ユーザーチームの増えたダンロップタイヤ。開発は加速するだろうと平中選手

 今シーズンの展開や戦力図に関して平中選手は「SUPER GTに関しては性能調整が前提となるレース。その調整後の速さ的に昨年はやや足りない部分があった。今年は新車になり、メーカーも本気で作り込んでいることもあって戦闘力は高いと考えている。ただし、他メーカーも日産を除けば新車になっている状況なので、自分たちがどこにいるのかはまだ見えてきていない。開幕戦までにセッティングをつめてベストの状態で臨み、優勝したい」と述べ、開幕戦での優勝を目指したいとした。

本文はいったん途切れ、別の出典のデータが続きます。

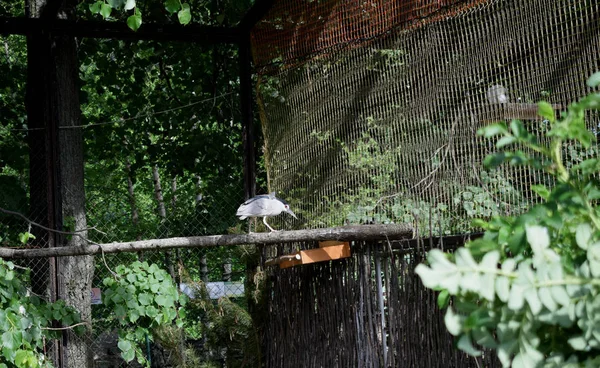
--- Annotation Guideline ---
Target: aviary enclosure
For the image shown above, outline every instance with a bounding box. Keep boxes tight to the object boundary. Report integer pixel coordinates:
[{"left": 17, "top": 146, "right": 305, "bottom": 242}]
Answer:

 また、11号車の強みの1つになるダンロップタイヤについては「2010年からずっとダンロップタイヤの開発を担当してきたが、どんどん開発が進み、昨年の10号車のチャンピオン、一昨年と昨年のチームタイトルにつながった。去年からスバルさんが、そして今年からはアウディがダンロップになり、僕らの独占使用ではなくなっているが、台数が増えることはフィードバックも増えるし歓迎している」とユーザーチームが増えることが、結果的にダンロップユーザー全体の底上げになるだろうとした。

ビヨン・ビルドハイム選手

 今シーズンに向けた抱負としてビルドハイム選手は「新しいシーズンが始まるのを楽しみにしている。非常にモチベーションが高まっているし、最初のレースで勝つことは重要だと思っており、まずはそこにフォーカスしている。そして、今年は僕がSUPER GTに参戦してから10年目のシーズンになる。多くのファンが応援してくれているので、10年目に相応しい年にしたい」と述べ、2007年にSUPER GTに参戦してから10年目となる今年こそチャンピオンを獲得したいと意気込みを語ってくれた。